Last week it came to my attention that the server currently acting as the asset server for OSGrid.org is nearly full on disk space, and at the time, moving to an alternate server was impossible due to certain DNS requirements. The ability to move the asset server onto another machine is no longer a blocking problem, however there are a number of serious problems with the way they are currently being stored.
To enumerate the problems at present, the current architecture needs a little description.
Current Setup
At the moment, Assets are stored and retrieved through an interface called IAssetStore, where it gets stored to is up to the module that implements this interface, although the majority of providers use some kind of relational database as a backend. This works well for small grids and standalone regions where the number and size of assets is small, however OSGrid.org (using the MySQL adapter) has several million asset entries and a 75GB table file. Because of the primary key asset requests are still very fast – however performing operations over the entire table requires a 75GB table scan, resulting in the simplest of queries taking several hours.

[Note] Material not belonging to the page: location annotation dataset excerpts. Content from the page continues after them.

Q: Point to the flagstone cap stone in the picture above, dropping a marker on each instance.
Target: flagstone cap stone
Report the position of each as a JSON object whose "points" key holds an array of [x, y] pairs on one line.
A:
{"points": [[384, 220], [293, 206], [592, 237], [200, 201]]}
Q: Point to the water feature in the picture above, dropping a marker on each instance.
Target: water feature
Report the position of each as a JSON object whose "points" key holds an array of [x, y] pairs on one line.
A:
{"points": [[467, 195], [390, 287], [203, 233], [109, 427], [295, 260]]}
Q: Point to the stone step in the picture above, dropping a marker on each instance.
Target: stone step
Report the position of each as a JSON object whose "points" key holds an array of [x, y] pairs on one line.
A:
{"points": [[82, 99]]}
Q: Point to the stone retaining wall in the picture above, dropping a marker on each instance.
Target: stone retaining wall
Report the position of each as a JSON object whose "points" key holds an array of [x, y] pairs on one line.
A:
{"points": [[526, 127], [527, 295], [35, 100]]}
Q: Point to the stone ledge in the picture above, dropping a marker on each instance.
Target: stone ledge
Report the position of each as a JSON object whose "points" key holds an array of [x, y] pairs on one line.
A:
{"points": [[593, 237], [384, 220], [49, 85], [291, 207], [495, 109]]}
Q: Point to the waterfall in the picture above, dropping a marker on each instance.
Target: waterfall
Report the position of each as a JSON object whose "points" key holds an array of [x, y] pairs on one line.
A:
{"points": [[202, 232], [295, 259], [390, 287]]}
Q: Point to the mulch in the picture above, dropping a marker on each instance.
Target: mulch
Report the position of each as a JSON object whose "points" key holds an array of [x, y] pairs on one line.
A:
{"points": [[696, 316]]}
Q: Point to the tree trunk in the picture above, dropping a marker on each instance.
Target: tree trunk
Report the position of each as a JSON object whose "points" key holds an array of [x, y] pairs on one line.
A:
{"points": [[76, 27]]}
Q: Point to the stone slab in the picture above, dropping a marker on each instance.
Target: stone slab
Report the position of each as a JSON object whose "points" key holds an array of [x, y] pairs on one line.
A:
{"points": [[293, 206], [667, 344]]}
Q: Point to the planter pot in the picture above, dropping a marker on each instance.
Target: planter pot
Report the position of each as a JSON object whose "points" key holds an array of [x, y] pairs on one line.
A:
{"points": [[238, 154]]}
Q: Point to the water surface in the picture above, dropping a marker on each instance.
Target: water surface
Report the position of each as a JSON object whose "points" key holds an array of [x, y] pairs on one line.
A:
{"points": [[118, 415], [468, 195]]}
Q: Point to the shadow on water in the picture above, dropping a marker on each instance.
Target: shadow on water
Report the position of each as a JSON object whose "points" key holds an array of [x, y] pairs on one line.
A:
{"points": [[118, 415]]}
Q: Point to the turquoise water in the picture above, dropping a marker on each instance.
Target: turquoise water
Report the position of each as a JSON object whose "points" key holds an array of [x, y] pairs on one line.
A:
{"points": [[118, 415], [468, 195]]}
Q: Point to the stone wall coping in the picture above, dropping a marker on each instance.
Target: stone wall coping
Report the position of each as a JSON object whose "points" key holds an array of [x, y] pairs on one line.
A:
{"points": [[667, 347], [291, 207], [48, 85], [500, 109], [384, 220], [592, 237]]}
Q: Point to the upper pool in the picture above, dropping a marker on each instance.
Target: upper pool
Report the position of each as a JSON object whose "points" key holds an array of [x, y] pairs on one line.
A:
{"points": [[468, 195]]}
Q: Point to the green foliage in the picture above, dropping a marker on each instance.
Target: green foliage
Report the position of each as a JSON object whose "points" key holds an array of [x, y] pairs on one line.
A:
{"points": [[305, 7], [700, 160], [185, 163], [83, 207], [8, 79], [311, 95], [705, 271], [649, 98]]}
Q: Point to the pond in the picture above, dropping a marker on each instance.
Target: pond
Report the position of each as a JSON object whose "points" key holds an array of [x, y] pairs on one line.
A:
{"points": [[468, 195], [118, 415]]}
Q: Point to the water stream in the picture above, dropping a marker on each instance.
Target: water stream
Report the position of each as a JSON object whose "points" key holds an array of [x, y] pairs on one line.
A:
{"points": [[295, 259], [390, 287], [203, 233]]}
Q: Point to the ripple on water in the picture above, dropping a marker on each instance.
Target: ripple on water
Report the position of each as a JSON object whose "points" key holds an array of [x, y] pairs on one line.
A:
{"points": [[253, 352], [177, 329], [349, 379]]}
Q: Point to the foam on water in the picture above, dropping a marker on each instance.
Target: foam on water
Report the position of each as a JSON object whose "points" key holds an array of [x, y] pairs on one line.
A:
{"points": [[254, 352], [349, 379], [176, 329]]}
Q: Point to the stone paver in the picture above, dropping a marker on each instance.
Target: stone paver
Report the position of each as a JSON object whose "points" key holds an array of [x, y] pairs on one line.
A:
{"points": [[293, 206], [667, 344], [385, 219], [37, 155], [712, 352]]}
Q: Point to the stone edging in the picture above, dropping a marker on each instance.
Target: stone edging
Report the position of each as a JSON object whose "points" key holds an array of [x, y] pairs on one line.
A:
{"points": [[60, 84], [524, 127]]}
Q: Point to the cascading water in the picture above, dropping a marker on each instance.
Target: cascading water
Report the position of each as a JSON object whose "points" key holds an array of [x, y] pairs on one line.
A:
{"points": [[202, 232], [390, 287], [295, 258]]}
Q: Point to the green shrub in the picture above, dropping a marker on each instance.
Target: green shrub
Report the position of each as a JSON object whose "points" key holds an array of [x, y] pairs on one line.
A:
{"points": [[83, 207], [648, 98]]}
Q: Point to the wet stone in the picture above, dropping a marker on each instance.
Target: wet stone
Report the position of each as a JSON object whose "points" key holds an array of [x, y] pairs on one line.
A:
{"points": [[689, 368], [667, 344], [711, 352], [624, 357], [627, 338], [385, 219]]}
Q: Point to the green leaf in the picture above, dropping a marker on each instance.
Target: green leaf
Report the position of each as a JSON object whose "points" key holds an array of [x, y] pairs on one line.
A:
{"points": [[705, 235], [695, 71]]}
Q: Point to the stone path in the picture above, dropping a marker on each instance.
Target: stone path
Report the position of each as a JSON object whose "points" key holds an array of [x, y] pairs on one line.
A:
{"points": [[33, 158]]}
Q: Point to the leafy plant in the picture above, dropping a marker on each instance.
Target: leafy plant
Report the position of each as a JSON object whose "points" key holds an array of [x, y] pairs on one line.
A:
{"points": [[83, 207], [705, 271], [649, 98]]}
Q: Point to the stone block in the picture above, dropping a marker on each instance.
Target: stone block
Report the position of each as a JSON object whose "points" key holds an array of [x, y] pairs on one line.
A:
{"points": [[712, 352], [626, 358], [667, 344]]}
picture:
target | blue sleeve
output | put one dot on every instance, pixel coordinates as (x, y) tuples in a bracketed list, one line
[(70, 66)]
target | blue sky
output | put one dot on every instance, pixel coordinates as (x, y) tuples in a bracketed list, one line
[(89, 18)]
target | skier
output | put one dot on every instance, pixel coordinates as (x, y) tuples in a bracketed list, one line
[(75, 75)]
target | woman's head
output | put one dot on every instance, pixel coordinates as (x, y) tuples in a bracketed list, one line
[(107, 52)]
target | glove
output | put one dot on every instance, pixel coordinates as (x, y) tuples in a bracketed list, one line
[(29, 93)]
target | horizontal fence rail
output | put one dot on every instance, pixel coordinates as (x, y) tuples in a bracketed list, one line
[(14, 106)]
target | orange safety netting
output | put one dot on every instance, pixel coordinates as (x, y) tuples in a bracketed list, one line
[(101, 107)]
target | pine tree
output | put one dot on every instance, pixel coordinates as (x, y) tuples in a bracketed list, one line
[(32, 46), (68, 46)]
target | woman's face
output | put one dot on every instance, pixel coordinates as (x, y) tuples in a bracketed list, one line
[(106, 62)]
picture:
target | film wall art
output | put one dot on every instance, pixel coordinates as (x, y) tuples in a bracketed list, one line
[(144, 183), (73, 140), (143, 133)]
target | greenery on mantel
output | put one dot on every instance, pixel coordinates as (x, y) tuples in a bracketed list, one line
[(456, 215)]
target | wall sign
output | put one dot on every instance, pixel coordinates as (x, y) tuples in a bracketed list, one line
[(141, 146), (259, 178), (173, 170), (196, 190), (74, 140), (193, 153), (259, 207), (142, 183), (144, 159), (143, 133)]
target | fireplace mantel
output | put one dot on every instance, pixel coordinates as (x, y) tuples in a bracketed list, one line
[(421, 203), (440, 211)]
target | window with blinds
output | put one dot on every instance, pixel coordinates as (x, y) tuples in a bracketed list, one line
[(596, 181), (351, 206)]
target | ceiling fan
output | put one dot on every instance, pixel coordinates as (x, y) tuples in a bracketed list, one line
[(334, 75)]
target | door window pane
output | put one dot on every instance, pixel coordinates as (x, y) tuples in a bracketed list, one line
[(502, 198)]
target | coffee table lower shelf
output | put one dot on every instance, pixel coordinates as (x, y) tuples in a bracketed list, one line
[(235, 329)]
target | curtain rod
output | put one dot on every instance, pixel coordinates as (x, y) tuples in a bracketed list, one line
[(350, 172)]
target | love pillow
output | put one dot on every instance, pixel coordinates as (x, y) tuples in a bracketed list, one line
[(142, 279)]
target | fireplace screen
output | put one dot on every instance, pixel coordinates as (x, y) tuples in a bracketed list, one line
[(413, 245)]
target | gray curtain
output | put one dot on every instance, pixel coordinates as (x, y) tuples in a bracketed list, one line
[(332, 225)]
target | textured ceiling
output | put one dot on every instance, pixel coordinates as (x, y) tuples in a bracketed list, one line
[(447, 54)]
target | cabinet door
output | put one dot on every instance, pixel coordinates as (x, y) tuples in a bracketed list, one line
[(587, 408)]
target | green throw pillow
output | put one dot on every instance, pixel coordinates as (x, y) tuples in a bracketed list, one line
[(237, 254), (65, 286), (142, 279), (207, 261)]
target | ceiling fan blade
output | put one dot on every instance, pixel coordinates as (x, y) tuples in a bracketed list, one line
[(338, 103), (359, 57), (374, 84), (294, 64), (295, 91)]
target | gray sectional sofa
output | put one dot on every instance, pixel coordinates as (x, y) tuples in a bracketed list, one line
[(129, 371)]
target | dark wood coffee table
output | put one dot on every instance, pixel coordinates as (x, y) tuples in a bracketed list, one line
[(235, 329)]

It should be noted that there is no duplicate detection, and two copies of the same texture will take up the full disk space and table space, given that there is a very high number of duplicates in the database this accounts for a very significant amount of waste.
OSGrid.org’s Profile
OSGrid’s asset server is currently running on a high performance machine donated by the Electric Sheep Company. It’s disk is a ~140GB SCSI RAID-1 array, which fine for the metadata (maybe even overkill) becomes an issue when raw storage capacity is questioned. The current assets table is around 75GB or so, and growing at a rate of approximately 10% per week. At the current rate of growth, the disk will be full in about 6 weeks time, which means migration to something more scalable in the long term is nessecary.
In the long term however, moving to a new server every 6 months is not an ideal situation, especially so since osgrid is a nonprofit enterprise and hence relies on donations. This creates a nessecity to switch to something in which capacity can be more easily added without bringing the grid down, or relying on moving to bigger and better hardware constantly, especially so if it ever hits the kind of scale where it simply becomes impossible to buy hardware big enough. Ignoring any associated problems with RDMS’s and table size.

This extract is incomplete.